Ethiopian migrants (file photo).
28 August 2023

Harare — Saudi security forces are killing, shelling, and abusing groups of migrants, according to a Human Rights Watch report. And President Biden's administration, according to The New York Times, was informed in 2022, but it chose not to raise the problem publicly.

The U.S. diplomats received more information in December, according to the report, when United Nations officials briefed them about Saudi security forces shooting, shelling, and abusing migrants, leaving many of them dead or injured, according to U.S. officials and a person who attended the meetings. All those whom spoke did so on the condition of anonymity because they were not authorized to speak to journalists.

The HRW report is based on interviews with migrants and their friends and family, images and videos, and satellite images of the border region.

"Saudi border guards have killed at least hundreds of Ethiopian migrants and asylum seekers who tried to cross the Yemen-Saudi border between March 2022 and June 2023, Human Rights Watch said in a report released today. If committed as part of a Saudi government policy to murder migrants, these killings, which appear to continue, would be a crime against humanity," read the report.

According to a 73-page report titled "They Fired on Us Like Rain': Saudi Arabian Mass Killings of Ethiopian Migrants at the Yemen-Saudi Border," Saudi border guards have carried out a widespread and organized campaign of attacks in which they have killed numerous migrants using explosive weapons and shot many more at close range, including many women and children.

Saudi Arabia is home to about 750,000 Ethiopians who work there.

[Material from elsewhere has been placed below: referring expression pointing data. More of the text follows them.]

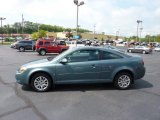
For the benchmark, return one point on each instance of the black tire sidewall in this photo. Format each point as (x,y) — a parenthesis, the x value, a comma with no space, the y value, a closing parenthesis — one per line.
(44,75)
(22,50)
(41,51)
(117,77)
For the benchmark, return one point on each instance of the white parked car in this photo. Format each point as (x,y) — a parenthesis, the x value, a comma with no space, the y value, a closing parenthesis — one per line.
(72,44)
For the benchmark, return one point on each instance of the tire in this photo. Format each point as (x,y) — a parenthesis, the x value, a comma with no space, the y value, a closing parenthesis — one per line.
(21,49)
(123,80)
(129,51)
(41,82)
(34,48)
(63,50)
(42,52)
(143,52)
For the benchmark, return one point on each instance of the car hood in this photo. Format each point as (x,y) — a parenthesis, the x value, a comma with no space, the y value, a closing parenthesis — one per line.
(36,63)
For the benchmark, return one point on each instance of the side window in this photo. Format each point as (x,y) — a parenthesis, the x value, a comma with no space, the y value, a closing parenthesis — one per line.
(29,42)
(41,43)
(83,55)
(108,55)
(47,43)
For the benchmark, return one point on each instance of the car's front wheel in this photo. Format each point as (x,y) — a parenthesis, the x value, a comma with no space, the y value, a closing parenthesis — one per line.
(21,49)
(144,52)
(41,82)
(42,52)
(129,51)
(123,80)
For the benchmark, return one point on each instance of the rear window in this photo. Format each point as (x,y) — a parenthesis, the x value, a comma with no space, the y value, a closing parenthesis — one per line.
(61,43)
(47,43)
(41,43)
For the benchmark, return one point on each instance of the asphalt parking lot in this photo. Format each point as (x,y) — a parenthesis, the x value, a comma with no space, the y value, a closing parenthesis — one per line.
(77,102)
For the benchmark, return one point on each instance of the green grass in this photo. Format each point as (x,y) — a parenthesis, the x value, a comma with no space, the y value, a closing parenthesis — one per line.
(5,43)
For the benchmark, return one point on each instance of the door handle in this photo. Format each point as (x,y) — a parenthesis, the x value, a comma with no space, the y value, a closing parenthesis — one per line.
(93,66)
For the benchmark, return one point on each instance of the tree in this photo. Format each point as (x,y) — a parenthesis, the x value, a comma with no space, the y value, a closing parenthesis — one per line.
(35,36)
(69,34)
(42,34)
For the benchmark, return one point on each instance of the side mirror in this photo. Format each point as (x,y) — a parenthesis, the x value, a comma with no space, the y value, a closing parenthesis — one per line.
(64,60)
(55,45)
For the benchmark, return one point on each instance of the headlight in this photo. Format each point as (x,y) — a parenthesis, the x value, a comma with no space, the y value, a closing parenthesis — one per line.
(22,69)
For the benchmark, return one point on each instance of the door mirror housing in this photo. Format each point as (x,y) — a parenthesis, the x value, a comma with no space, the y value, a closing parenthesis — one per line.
(64,60)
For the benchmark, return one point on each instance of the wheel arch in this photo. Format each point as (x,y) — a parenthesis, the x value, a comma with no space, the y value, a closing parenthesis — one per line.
(124,70)
(37,72)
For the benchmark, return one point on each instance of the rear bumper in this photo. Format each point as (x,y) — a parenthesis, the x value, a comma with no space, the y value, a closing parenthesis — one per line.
(140,72)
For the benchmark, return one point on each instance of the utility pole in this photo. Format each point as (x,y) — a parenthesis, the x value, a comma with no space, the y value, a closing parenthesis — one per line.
(77,3)
(94,30)
(138,21)
(1,18)
(141,28)
(22,24)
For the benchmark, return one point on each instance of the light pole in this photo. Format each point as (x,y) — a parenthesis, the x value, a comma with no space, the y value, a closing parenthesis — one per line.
(117,34)
(138,21)
(141,28)
(1,18)
(77,3)
(94,31)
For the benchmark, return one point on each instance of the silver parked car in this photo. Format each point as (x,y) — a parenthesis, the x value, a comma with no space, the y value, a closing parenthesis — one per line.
(140,49)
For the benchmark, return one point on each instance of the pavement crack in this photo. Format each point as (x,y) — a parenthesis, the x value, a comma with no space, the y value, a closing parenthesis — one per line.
(29,103)
(149,93)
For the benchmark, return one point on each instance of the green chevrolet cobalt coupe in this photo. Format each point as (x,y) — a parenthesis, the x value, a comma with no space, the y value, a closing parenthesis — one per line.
(82,65)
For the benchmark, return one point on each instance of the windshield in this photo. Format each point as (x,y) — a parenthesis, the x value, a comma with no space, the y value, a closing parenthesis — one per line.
(59,56)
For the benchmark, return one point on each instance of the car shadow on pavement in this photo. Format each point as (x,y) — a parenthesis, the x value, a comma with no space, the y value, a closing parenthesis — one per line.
(139,84)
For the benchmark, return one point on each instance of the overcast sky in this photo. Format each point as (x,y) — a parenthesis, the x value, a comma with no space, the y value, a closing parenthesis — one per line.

Many people move for economic reasons, but some have also left Ethiopia due to grave violations of their human rights, notably during the recent, terrible military conflict in the north.

The HRW has been recording the deaths of migrants at the Saudi Arabian and Yemeni borders since 2014, but the killings now seem to represent a purposeful uptick in both the quantity and style of targeted killings.

Asylum seekers and migrants claimed they travelled across the Gulf of Aden in unsafe boats before being transported by Yemeni traffickers to the bordering Saudi Arabian province of Saada, which is currently governed by the Houthi militia.

Many claimed Houthi soldiers collaborated with smugglers and would extort them or send them to what migrants described as detention facilities where they would be mistreated until they could pay a "exit fee".

The HRW has, however, called upon governments to openly demand answers and impose sanctions on Saudi and Houthi officials who have been proven to be involved.